Iedere dag staan de kranten bol van nieuws waarbij kinderen en jongeren eigenlijk speciaal belicht zouden moeten worden. Zelfs als kinderen slachtoffers zijn van oorlogsgeweld of op de vlucht naar veiliger oorden zijn, wordt hun situatie nauwelijks belicht. Pas als een gruwelijke foto (bijvoorbeeld van een Syrische jongetje dat op 2 september 2015 aanspoelde op het strand van een Turks badplaats) op de voorpagina verschijnt, schrikken we even op en denken: ’hé een kind’. Daarna wordt weer overgegaan tot de orde van de dag en zakt weer weg dat bij alle nieuwsfeiten kinderen en jongeren een belangrijk onderdeel zijn. In deze blogs wil ik (vanuit een kinderrechtenperspectief) nieuwsfeiten becommentariëren.
De Pools-Joodse pedagoog en kinderarts Henryk Goldszmit publiceerde in 1922 zijn kinderboek Koning Matthijsje de Eerste en op de achterflap plaatste hij ook een foto van zichzelf als kind. Dat boek gaat over een kind van zes jaar die Koning wordt en hij ontdekt dat grote mensen geen rekening houden met kinderen. Dat wil hij veranderen door een kinderparlement te starten en hij overwint veel weerstand van de Ministers (waarna er een heelhoop misloopt en de jonge Koning tenslotte naar een onbewoond eiland wordt verbannen). Goldszmit schreef onder de naam Janusz Korczak en werd onder deze naam bekend.
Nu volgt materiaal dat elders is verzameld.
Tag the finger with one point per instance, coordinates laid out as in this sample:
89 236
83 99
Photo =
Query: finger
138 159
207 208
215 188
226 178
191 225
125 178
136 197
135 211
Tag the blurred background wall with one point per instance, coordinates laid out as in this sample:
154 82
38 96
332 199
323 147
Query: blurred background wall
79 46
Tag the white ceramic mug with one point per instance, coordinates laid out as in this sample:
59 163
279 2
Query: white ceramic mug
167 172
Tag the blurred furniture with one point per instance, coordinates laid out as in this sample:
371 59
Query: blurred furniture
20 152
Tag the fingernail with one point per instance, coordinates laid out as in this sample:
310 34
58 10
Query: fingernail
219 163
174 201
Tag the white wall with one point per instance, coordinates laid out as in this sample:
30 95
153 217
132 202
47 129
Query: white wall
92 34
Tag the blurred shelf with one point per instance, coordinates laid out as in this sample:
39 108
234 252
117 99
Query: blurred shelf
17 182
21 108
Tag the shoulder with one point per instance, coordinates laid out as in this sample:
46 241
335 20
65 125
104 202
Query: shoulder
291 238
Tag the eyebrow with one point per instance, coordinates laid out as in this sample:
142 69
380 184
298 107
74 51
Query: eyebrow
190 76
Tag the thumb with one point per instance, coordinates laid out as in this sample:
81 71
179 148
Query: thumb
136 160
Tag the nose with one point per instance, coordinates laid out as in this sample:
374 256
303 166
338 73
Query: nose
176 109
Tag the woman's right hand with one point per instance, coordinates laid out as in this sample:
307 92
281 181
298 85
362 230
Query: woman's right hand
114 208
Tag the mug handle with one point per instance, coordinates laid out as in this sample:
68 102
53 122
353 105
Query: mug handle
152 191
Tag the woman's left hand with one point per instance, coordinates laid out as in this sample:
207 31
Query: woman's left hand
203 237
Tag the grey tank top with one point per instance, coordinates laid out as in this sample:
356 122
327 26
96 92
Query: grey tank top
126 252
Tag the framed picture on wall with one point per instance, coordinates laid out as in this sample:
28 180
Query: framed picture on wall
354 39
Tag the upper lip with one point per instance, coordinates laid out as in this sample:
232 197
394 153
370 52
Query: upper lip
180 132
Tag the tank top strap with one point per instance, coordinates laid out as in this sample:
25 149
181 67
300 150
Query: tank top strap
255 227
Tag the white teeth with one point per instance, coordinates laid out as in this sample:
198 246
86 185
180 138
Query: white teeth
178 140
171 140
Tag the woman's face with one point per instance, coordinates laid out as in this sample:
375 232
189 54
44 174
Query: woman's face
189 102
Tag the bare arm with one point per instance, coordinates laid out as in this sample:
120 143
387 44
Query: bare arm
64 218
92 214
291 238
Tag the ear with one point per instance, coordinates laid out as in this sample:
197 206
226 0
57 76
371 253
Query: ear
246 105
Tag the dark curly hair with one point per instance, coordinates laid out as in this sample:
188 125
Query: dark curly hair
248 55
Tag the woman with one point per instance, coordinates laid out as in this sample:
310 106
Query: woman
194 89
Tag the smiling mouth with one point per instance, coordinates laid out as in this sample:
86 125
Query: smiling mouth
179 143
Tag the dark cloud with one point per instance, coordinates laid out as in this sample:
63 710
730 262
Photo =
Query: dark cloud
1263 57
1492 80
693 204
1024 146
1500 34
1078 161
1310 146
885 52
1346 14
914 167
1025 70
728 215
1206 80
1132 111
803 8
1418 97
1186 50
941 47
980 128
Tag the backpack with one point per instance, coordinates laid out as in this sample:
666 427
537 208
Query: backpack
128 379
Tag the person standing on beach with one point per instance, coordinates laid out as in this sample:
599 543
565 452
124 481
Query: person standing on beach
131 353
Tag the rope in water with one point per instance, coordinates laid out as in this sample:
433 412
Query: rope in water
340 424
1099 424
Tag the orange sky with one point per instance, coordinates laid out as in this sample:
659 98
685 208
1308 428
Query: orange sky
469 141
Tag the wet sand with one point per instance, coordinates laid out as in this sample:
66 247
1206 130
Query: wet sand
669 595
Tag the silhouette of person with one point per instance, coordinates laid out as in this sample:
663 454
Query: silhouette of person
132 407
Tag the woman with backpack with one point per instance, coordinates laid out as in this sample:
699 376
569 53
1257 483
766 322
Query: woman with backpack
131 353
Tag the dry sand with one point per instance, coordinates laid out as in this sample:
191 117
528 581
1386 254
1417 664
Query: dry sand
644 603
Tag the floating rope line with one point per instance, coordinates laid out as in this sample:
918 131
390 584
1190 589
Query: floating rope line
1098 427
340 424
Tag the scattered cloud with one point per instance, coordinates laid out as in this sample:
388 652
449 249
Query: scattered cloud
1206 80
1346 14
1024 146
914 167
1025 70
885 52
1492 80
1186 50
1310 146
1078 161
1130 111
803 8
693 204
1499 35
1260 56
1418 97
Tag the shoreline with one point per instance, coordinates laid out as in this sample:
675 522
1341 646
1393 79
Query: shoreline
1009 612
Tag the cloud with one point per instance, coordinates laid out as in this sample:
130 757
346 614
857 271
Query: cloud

Hij werd met kinderen van het Joodse weeshuis dat hij in Warschau leidde van (1912-1942) vergast in Treblinka.
Korczak bracht mij op het spoor van kinderrechten.
In 1906 schreef hij een ander (minder bekend) boek Het kind van de salon en de foto van de 10 jarige Henryk Goldszmit roept de sfeer op van het kind in een salon, waar nogal wat volwassenen zich over ontfermen. Korczak kon zich goed inleven in het kind van een salon en Betty Jean Lifton (in haar boek The King of Children) schrijft dat er bij Henryk en zijn zus thuis een kokkin, een dienstmeisje en een gouvernante was) Bij Henryk voltrok zich ondanks de aanvankelijk grote luxe een tragedie, namelijk bij zijn vader (een advocaat) werden symptomen van een psychiatrisch ziektebeeld steeds meer zichtbaar. Misschien verklaart dat wel waardoor Korczak altijd een sombere man lijkt te zijn gebleven.
Ook ik was (net als de jonge Goldzsmit) veel binnen door astma (maar ik denk eigenlijk door over-bescherming van dit eerste joodse naoorlogse kind van de familie) en wij hadden ook een dienstmeisje thuis toen in klein was. Maar toen ik opgroeide had zich de tragedie al voltrokken voor mijn geboorte in 1948 (vele familieleden waren opgepakt en gedeporteerd en vergast) en dit feit (en de oorlogservaringen van mijn ouders) drukten een stempel op mijn leven. Als eerste van de naoorlogse generatie werd veel van mij verwacht (het liefst had mijn familie gezien dat ik ook jurist zou worden als mijn oom Alfred Philip die in Auschwitz werd vergast). En ik moest ook mijn ouders ontzien (die hadden immer zoveel meegemaakt in de oorlog dat gewoon boos worden op hen niet eenvoudig was).
Als je de omstandigheden niet kent zegt een foto (of die nu van de jonge Goldszmit of van mij is) eigenlijk alleen iets over de sfeer en wordt het een soort projectietest.
Het belangrijkste dat Korczak in 1929 schreef was zijn werk over Het recht van het kind op respect.
Dit is ook mijn leidraad bij de volgende blogs namelijk om te zien of kinderen wel met respect behandeld worden.